15Voir la peinture en sa vérité – la voir avec les yeux –, c’est tout le contraire du symbole et de l’allégorie, ce qui nous amène au deuxième problème que soulève le couple matière / forme.
*
- 23 M. Heidegger, GA 53, 21.
- 24 M. Heidegger, GA 5, 68 ; Chemins…, p. 90.
16En effet, le schéma forme / matière pose la forme comme suprasensible et la matière comme sensible. On est ici au cœur de ce que Heidegger appelle au début du cours sur l’Ister de Hölderlin, « l’essence métaphysique de l’art »23, qui atteint son sommet dans « la méditation la plus vaste – parce que pensée à partir de la métaphysique – que l’Occident possède concernant l’essence de l’art »24, lit-on dans la « Postface » à L’origine de l’œuvre d’art.
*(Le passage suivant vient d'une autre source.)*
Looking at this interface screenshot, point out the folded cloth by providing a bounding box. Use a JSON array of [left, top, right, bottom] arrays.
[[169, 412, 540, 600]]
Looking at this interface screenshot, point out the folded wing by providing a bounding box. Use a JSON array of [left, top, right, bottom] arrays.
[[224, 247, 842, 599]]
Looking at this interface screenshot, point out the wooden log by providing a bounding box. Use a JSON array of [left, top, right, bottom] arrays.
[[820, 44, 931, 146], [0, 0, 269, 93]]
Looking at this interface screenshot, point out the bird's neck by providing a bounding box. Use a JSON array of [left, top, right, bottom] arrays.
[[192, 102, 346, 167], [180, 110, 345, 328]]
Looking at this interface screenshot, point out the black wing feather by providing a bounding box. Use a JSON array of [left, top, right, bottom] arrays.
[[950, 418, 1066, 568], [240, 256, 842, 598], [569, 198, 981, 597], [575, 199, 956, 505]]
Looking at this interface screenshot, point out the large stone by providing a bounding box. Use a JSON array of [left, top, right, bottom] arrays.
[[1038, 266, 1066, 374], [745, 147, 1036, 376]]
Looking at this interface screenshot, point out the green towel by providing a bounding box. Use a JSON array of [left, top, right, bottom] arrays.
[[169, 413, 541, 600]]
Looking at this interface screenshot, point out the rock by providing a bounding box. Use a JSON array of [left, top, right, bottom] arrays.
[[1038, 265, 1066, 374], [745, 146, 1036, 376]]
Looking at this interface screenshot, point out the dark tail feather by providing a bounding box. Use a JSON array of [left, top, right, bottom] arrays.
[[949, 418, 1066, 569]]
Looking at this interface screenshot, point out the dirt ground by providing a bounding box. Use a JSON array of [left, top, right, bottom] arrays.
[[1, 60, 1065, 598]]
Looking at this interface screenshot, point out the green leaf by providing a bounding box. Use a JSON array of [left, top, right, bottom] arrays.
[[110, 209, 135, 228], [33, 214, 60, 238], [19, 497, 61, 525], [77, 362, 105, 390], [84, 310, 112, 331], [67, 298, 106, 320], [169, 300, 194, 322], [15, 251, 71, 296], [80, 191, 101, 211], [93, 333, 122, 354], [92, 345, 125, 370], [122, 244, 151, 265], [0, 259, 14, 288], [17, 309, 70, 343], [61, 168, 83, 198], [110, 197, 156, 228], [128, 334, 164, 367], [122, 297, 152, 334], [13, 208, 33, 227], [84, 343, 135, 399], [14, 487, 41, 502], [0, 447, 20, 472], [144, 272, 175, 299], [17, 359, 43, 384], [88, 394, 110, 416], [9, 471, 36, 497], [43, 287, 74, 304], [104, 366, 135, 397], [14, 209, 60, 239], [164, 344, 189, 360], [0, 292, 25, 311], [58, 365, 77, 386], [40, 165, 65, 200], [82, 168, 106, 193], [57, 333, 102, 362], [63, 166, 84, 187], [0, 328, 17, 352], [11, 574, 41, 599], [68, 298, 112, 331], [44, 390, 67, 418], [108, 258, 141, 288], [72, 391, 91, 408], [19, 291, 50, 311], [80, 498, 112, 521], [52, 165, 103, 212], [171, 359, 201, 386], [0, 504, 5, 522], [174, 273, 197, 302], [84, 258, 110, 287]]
Il s’agit de l’Esthétique de Hegel dont Heidegger cite dans le cours la phrase suivante :
- 25 M. Heidegger, GA 53, 19.
Le sensible de l’œuvre d’art ne doit avoir d’existence que dans la mesure où il existe pour l’esprit de l’homme, mais pas dans la mesure où il existe lui-même en tant que sensible pour lui-même25.
17Prise dans ce schéma, Heidegger l’explique plus en détail dans la première version de la conférence, l’œuvre d’art est interprétée dans une dialectique du sensible et de l’intelligible qui se résout dans les concepts d’allégorie ou de symbole. Ce que nous voyons sensiblement sur une toile, ce que nous entendons sensiblement par l’oreille, cela renvoie à une réalité spirituelle autre et plus élevée. À cet égard, il ne faut pas s’étonner que la méditation sur l’œuvre d’art, dont on ne trouve aucune trace dans Être et temps, fasse son apparition précisément au moment où la pensée de Heidegger se comprend de plus en plus comme ayant pour tâche le dépassement de la métaphysique (voir Apports à la philosophie, GA 65, § 85).
- 26 M. Heidegger, GA 5, 31 ; Chemins…, p. 48.
- 27 M. Heidegger, GA 5, 30 ; Chemins…, p. 47.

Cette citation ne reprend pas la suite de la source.